Public Offerings Wither
This lack of support from the capital markets for biotechnology stocks has affected more than just stock prices of individual companies, of course. Some companies that had been attempting to complete initial public offerings (IPOs) did manage to squeak through the very narrow window in early July.
These include Abgenix Inc., the 40 percent-owned subsidiary of Cell Genesys Inc. (NASDAQ:CEGE). Abgenix (NASDAQ:ABGX) managed to price its shares on July 2, but had to scale back the offering both in number of shares (from 3 million to 2.5 million) and price (from a proposed range of $10 to $12 per share to the final price of $8 per share). Still, even though it might have been difficult to round up investors, the Foster City, Calif., developer of antibody-based therapeutics did manage to sell all the extra shares set aside to satisfy the overallotment option, bringing gross proceeds up to $23 million.

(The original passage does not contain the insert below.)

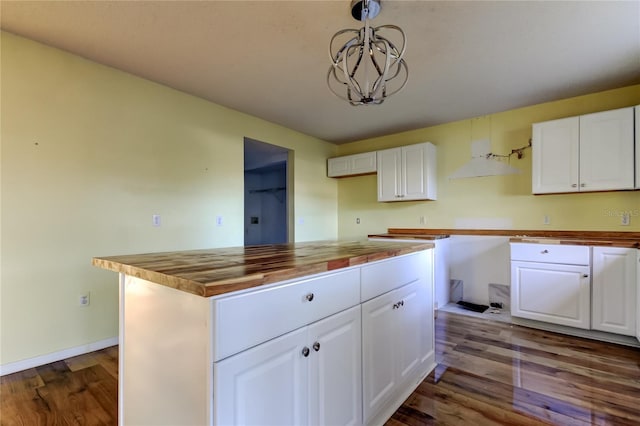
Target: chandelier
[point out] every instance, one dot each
(367, 67)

Another IPO that made it to market in early July was that of San Diego-based Collateral Therapeutics Inc. The company (NASDAQ:CLTX), which is developing gene therapy treatments for cardiovascular disease, also was forced to whittle away the number of shares and the share price in order to finally complete its IPO.

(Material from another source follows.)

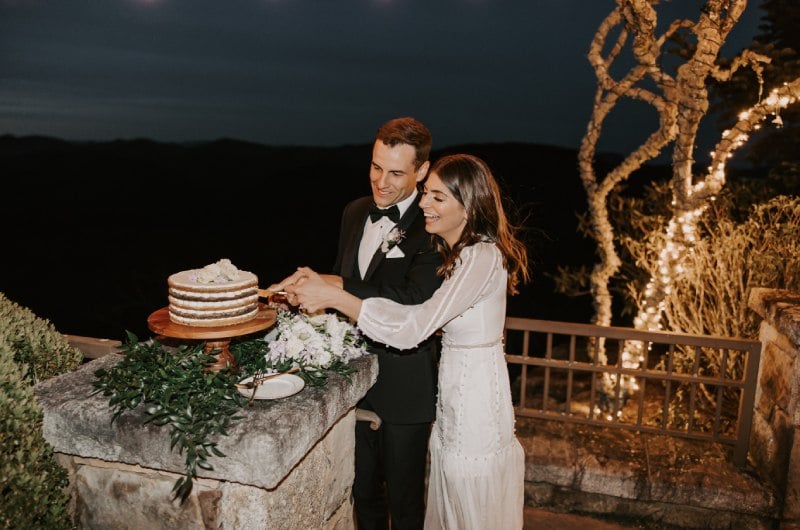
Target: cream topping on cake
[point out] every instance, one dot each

On the other side of the Atlantic, transgenic company Pharming Group NV appeared to have no such trouble with its IPO. Pharming, based in Leiden, the Netherlands, came public on Easdaq (PHAR) by selling as many shares as it had planned (4.1 million) and pricing them at the top of the range.
But most IPO-hopefuls have since abandoned all pretenses of waiting for the good times to return. The most recent dropouts include Rockville, Md.-based gene therapy specialist GenVec Inc. and Dyax Corp. Dyax, of Cambridge, Mass., has developed a high-throughput technology platform — phage display technology — that has broad potential commercial applications.
Interestingly, while most of those companies that had been in registration for IPOs since the spring of 1998 — or even since the fall of 1997 — have withdrawn their offering prospectuses, still others have popped up with new filings. These include Centaur Pharmaceuticals Inc., of Sunnyvale, Calif., which is developing nitrone-related therapeutics for treating diseases involving oxidative stress. Centaur, however, plans to list its shares on the Swiss Stock Exchange only, thus avoiding the volatile U.S. markets entirely. Another recent filer is Stamford, Conn.-based Lifecodes Corp. The company, which provides DNA testing services for human paternity and forensic identification, plans to use some of the proceeds from the proposed IPO to complete its acquisition of fellow testing specialist GeneScreen Inc., of Dallas. Also seeking a stock listing is Albany Molecular Research Inc., which offers chemistry research and development services to biotech and pharmaceutical companies. The Albany, N.Y., firm's outsourcing services include medicinal chemistry, analytical chemistry and small-scale manufacturing.
Perhaps these companies, and their various underwriters, are predicting a post-Labor Day rally in the stock market that will spark investors' interest in new offerings. Or perhaps those investors are already starting to eye the biotech sector, which is chock full of bargains.